We propose a new, simple, and up to now neglected parameter to improve islet engraftment, namely islet size. Islet size has been shown to be of importance for in vitro and in vivo function (20). Also with respect to vascular engraftment, small transplanted rat islets (<100 μm) had twice the vascular density of large islets (21) and survive better after cryopreservation (22). Based on our data we suggest an optimal islet size of 50–100 μm to improve the chance for survival in a hypoxic milieu. As, evidently, large islets cannot be discarded, they may be transformed into small ‘pseudoislets’ by the hanging drop technology, as recently shown in a feasibility study (23). The simple parameter, islet size, might influence many other factors such as more distal or more proximal embolization in the portal field with different diffusion distances or a more favorable site for revascularization (12), higher percentage of beta-cells, better oxygenation and, therefore, more favorable outcome (20,24). In fact, islet size might prove to be a key factor in quality assessment. It must be noted, however, that assessment of both size and volume of islets is far from being standardized.
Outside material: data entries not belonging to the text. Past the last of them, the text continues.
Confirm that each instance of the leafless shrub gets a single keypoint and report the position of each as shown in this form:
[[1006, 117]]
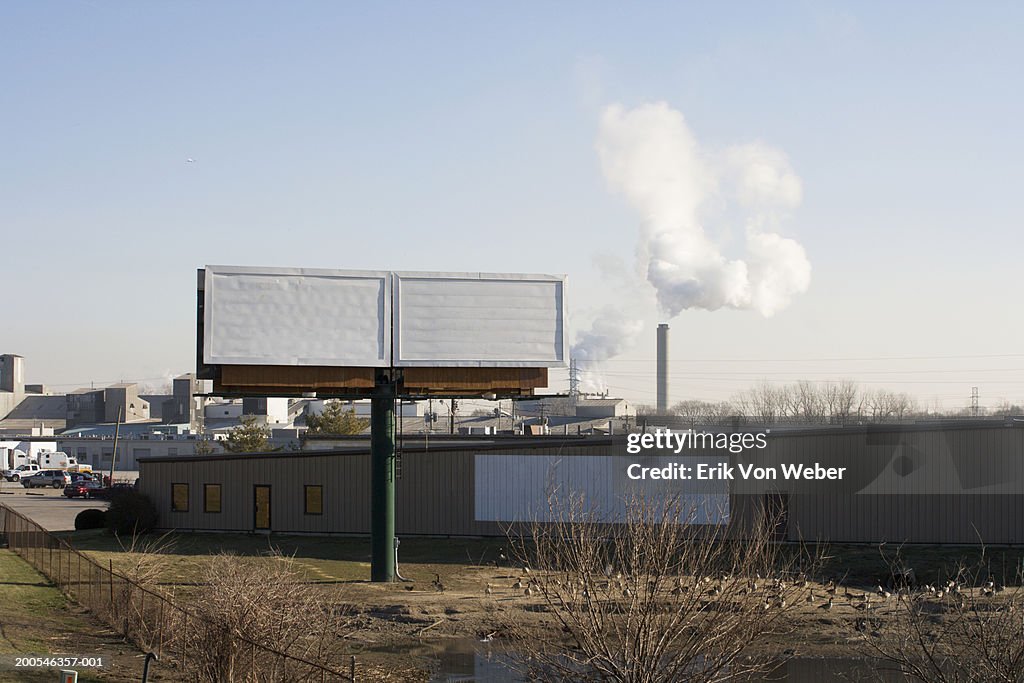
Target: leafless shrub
[[969, 627], [249, 608], [141, 563], [652, 598]]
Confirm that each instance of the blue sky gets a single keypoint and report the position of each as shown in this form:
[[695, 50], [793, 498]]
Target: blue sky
[[461, 136]]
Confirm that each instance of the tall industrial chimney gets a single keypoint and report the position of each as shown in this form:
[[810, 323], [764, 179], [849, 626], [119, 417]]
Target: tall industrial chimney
[[663, 369]]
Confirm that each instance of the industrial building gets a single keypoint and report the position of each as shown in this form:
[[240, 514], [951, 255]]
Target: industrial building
[[950, 482]]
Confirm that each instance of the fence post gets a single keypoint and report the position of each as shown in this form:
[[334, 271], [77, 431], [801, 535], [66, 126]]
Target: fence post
[[160, 636], [111, 572], [184, 637]]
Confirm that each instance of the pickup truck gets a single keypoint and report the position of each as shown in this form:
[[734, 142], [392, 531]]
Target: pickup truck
[[20, 472]]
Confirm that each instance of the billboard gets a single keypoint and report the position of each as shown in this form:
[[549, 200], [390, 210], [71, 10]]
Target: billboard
[[478, 321], [297, 316], [376, 318]]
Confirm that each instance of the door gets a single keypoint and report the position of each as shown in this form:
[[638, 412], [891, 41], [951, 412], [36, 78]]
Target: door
[[777, 515], [262, 508]]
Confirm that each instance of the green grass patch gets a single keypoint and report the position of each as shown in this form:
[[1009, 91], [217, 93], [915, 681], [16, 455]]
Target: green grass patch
[[37, 620]]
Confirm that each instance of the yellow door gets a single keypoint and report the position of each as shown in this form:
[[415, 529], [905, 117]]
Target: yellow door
[[262, 508]]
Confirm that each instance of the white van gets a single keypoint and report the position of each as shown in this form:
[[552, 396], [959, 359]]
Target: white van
[[58, 460]]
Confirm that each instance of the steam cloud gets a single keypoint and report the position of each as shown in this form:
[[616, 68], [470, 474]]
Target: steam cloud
[[611, 334], [649, 155]]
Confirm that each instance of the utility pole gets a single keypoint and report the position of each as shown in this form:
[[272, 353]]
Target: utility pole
[[114, 456], [573, 382], [382, 456]]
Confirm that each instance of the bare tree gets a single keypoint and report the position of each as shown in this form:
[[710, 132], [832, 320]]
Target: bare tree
[[763, 403], [967, 628], [247, 609], [653, 598]]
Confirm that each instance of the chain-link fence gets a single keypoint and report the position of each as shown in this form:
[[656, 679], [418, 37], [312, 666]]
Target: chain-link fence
[[148, 619]]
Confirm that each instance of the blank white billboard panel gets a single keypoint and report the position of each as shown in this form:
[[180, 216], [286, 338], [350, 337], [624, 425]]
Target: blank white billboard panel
[[297, 316], [479, 321]]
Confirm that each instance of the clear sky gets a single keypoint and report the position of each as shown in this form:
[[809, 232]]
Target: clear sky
[[466, 136]]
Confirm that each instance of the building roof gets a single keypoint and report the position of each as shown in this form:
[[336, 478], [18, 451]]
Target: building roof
[[39, 407]]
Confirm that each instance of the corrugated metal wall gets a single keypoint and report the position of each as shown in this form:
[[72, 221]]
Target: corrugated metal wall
[[965, 484]]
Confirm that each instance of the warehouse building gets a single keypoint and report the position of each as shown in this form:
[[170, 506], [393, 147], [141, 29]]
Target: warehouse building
[[953, 482]]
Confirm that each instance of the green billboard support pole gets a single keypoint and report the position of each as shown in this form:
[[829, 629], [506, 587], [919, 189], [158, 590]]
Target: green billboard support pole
[[382, 481]]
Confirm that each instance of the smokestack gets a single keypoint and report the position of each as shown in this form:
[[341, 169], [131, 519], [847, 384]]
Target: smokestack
[[663, 369]]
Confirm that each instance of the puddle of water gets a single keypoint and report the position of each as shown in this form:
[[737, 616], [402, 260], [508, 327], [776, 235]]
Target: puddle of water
[[461, 660]]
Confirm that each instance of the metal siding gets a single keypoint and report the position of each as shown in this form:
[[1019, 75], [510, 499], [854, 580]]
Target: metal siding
[[436, 494]]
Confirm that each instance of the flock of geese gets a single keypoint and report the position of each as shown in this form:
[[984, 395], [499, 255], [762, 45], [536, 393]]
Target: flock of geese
[[772, 592]]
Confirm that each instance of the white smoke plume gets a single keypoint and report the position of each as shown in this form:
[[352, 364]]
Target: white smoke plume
[[611, 334], [649, 155]]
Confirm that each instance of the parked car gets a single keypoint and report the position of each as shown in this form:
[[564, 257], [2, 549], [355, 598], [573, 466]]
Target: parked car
[[108, 492], [22, 472], [83, 488], [54, 478]]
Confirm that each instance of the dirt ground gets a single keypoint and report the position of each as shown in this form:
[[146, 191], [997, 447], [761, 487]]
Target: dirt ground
[[398, 628]]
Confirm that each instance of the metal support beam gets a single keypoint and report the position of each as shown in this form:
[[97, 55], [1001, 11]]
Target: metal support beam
[[382, 480]]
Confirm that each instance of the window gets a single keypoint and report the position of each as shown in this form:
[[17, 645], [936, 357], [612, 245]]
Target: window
[[314, 500], [179, 498], [211, 498]]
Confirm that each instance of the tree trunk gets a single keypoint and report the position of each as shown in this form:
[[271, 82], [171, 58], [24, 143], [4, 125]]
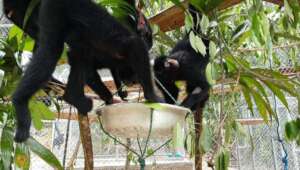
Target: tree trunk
[[86, 139], [198, 130]]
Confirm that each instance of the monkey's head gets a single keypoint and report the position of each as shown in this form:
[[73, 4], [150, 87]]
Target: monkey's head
[[128, 76], [165, 67]]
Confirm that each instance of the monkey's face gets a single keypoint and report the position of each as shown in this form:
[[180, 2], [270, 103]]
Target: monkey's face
[[128, 76], [165, 68]]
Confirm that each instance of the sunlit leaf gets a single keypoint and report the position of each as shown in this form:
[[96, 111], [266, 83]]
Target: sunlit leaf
[[277, 91], [222, 160], [7, 147], [44, 153], [22, 156], [197, 43], [39, 111], [212, 49]]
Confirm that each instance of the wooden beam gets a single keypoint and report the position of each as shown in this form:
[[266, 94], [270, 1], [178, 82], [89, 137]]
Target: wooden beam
[[173, 17], [250, 121]]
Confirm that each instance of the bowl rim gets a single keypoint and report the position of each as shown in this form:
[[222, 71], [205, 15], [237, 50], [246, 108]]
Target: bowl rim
[[165, 106]]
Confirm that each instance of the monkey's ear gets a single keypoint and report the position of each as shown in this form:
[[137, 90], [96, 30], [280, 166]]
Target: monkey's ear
[[172, 64]]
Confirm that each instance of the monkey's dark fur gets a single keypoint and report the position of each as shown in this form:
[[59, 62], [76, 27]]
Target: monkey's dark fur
[[184, 63], [87, 29], [131, 21]]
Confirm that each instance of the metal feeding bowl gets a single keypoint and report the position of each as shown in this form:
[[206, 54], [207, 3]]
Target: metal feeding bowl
[[132, 120]]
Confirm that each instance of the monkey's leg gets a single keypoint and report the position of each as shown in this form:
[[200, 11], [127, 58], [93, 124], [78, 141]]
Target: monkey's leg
[[94, 81], [42, 65], [172, 90], [139, 60], [74, 92], [197, 96], [122, 93]]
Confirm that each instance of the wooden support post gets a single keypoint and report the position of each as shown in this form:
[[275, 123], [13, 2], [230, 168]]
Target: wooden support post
[[86, 139], [198, 116]]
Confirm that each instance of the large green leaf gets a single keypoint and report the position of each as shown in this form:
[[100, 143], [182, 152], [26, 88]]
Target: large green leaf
[[253, 83], [277, 91], [246, 93], [22, 156], [18, 33], [32, 5], [222, 160], [39, 111], [7, 147], [43, 153], [292, 130], [261, 105], [197, 43]]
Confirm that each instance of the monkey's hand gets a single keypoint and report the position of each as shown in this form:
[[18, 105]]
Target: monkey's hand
[[123, 94]]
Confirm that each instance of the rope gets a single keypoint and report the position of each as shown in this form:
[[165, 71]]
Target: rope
[[67, 138], [284, 158], [142, 156]]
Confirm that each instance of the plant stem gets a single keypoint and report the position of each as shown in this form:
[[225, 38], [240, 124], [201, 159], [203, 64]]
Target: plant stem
[[85, 135]]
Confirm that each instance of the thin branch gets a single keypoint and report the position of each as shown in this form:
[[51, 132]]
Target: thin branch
[[264, 49]]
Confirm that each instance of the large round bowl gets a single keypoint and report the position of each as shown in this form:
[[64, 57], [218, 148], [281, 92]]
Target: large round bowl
[[132, 120]]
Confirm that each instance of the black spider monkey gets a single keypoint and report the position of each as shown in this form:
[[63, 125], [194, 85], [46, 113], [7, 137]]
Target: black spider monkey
[[87, 29], [134, 20], [184, 63]]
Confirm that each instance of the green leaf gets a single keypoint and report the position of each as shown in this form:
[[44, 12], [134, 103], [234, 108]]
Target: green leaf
[[32, 5], [197, 43], [44, 153], [292, 130], [241, 30], [204, 24], [22, 156], [39, 111], [212, 50], [7, 147], [209, 74], [222, 160], [206, 139], [252, 82], [246, 93], [150, 152], [277, 91], [261, 105], [189, 22]]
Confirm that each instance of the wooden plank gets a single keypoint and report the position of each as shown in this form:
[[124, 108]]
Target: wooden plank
[[173, 17], [250, 121]]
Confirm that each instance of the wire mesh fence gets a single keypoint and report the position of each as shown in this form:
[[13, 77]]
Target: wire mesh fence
[[262, 148]]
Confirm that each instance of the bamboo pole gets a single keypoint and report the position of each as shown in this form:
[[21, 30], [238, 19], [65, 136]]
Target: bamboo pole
[[86, 140]]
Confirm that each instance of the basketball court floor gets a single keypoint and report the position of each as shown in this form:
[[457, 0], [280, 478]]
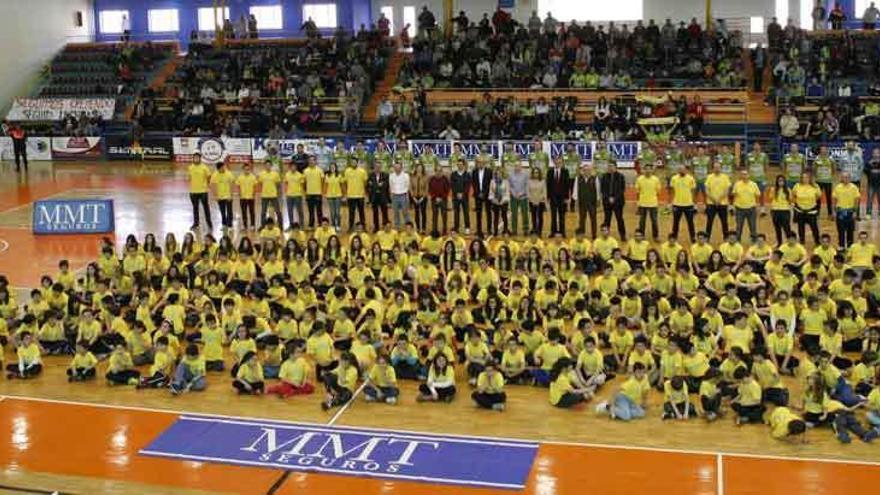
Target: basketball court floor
[[91, 438]]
A prospective trial to compare the assessment of the islet volume in the form of islet equivalents as compared to counting the islet number by state-of-the-art technology (e.g. Coulter Technique, COPAS macrosorter, image analyzing systems) is warranted. Replacing islet equivalents by islet numbers might have significant consequences: by using islet isolations with an islet volume, which so far has been considered insufficient for a good clinical outcome, but with an adequate islet number, more isolations could be used for transplantation, which is a contribution towards reducing the burden of organ donor shortage and may result in economic savings. Presently, new technologies are being developed to transform islets into the desired size range (23), to coat islets with heparin (25) or to find alternative sites (omental pouch (26), intramuscular site (27)) for clinical transplantation that may improve islet transplantation outcome considerably.